This is the first interview with Emmanuel Macron since the outbreak of calls for boycott and anti-French demonstrations in certain Muslim countries.

In a long interview broadcast Saturday, October 31 by the Al-Jazeera channel, Emmanuel Macron said he understood that Muslims could be "shocked" by the cartoons of Mohammed but that they did not justify the violence.

"I understand that we can be shocked by cartoons, but I will never accept that we can justify violence.

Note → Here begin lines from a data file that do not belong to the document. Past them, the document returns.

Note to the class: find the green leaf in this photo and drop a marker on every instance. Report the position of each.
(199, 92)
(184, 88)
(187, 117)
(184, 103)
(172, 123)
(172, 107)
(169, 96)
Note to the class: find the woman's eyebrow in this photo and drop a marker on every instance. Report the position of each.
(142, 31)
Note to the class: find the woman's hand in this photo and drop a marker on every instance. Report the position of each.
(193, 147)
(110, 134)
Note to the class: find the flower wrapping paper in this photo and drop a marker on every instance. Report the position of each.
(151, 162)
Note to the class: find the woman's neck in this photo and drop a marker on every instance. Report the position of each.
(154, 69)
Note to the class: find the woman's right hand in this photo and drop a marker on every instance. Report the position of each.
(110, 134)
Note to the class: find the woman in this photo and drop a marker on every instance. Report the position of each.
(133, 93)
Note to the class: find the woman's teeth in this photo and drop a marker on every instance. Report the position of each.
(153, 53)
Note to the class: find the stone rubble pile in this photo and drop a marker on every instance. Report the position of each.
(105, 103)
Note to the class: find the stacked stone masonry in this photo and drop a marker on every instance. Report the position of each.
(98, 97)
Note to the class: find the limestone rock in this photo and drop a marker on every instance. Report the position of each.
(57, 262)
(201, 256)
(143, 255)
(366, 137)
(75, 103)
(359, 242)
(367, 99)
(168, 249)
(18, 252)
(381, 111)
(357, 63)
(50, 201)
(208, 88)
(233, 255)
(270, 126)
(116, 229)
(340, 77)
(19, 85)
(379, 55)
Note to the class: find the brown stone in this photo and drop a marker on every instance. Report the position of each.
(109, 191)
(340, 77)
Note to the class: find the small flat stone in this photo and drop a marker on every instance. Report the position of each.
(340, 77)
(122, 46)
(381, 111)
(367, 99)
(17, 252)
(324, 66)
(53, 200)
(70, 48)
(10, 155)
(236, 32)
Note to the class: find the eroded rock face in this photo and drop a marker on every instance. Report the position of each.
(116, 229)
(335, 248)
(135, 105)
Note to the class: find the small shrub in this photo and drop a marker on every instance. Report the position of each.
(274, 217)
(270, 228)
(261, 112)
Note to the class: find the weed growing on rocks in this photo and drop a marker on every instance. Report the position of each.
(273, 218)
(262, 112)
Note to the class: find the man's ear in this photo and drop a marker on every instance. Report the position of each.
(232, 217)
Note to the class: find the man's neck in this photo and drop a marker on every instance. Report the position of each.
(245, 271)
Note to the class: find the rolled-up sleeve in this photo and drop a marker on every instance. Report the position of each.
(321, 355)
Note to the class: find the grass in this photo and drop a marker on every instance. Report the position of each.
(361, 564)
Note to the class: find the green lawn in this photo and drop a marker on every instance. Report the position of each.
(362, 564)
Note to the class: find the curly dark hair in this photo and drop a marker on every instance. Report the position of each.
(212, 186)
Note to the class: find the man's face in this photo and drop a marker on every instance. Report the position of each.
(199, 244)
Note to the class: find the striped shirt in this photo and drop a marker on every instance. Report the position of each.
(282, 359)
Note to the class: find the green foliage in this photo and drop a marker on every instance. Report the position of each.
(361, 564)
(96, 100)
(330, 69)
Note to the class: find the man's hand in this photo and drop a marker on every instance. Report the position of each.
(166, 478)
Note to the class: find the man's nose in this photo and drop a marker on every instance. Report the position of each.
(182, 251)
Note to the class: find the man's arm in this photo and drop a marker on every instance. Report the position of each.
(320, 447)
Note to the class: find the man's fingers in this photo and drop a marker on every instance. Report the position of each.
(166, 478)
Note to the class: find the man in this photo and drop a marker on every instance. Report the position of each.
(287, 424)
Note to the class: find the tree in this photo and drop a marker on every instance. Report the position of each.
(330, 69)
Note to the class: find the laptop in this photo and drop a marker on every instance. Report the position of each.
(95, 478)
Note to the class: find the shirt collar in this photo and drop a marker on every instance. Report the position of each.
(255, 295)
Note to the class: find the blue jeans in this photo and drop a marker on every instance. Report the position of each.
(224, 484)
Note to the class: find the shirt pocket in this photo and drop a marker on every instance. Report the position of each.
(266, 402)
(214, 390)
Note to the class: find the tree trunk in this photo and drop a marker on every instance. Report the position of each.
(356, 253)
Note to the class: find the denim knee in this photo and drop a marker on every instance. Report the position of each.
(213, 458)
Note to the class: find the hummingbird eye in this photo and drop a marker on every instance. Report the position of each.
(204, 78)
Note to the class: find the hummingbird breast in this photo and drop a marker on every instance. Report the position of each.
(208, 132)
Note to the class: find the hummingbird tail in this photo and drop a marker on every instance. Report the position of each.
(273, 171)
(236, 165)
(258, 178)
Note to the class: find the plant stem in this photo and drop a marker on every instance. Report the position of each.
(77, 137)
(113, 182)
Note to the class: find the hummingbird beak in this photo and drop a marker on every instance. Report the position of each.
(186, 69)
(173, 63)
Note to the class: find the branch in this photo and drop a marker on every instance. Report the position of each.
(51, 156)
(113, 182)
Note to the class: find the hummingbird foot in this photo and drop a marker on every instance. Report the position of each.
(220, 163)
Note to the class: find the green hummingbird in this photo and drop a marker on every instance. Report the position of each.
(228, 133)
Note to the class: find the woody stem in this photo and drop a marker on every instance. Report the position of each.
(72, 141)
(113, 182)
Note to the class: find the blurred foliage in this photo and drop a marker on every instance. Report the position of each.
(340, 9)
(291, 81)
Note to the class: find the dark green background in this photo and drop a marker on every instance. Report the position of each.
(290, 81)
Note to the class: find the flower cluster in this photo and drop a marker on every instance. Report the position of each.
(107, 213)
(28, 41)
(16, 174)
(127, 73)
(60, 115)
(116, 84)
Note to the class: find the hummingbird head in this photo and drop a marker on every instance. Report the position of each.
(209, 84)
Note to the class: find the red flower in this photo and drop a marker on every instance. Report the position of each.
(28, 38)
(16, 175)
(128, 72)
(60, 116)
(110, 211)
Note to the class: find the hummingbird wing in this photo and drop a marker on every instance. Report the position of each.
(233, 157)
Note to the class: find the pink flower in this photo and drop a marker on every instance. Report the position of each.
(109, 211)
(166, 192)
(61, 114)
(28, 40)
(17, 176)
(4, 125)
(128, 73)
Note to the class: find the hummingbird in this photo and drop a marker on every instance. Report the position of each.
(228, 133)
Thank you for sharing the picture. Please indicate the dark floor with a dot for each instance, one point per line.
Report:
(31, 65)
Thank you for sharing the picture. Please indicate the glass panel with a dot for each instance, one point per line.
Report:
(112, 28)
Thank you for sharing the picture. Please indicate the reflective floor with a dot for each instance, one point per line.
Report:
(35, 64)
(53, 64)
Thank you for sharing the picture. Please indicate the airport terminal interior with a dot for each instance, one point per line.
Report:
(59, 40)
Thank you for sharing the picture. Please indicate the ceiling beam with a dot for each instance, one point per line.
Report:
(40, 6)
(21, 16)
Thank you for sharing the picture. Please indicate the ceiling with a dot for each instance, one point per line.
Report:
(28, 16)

Our freedoms, our rights, I consider that it is our vocation to protect them", declares the head of the State in an excerpt from this interview broadcast by the television channel which broadcasts in several languages, including Arabic and English, and has a large audience in the countries of the Middle East and the Maghreb.

This is the first interview given by the president since the start of protests in some Muslim countries linked to his statements defending the right to cartoon in the name of freedom of expression, after the beheading two weeks ago of the teacher Samuel Paty who had shown his class these drawings.

Will for appeasement

This interview was for the Head of State an opportunity to "explain his vision in a peaceful manner", indicates his entourage, but also to demonstrate that "his words on the fight against separatism are distorted and those on caricatures often caricatured ". 

It is a question of "countering the untruths, rather than letting them prosper and re-explaining the foundations of the French republican model", specifies this source.

In the interview, Emmanuel Macron underlines in particular, according to Al-Jazeera, that the cartoons were not published by the government, but by free and independent newspapers.

Call for caution

On October 22, during the national tribute to Samuel Paty, Emmanuel Macron declared: "We will defend freedom (...) and we will promote secularism, we will not renounce caricatures, drawings, even if others are retreating ".

This commitment sparked a flood of criticism in many Muslim-majority countries, where calls to boycott French products and to demonstrate have been launched.

On Friday, tens of thousands of people demonstrated again in Bangladesh, Pakistan and, to a lesser extent, the Middle East, Maghreb and Mali.

Foreign Minister Jean-Yves Le Drian called on French nationals living abroad to be cautious, saying the threat to French interests was "everywhere".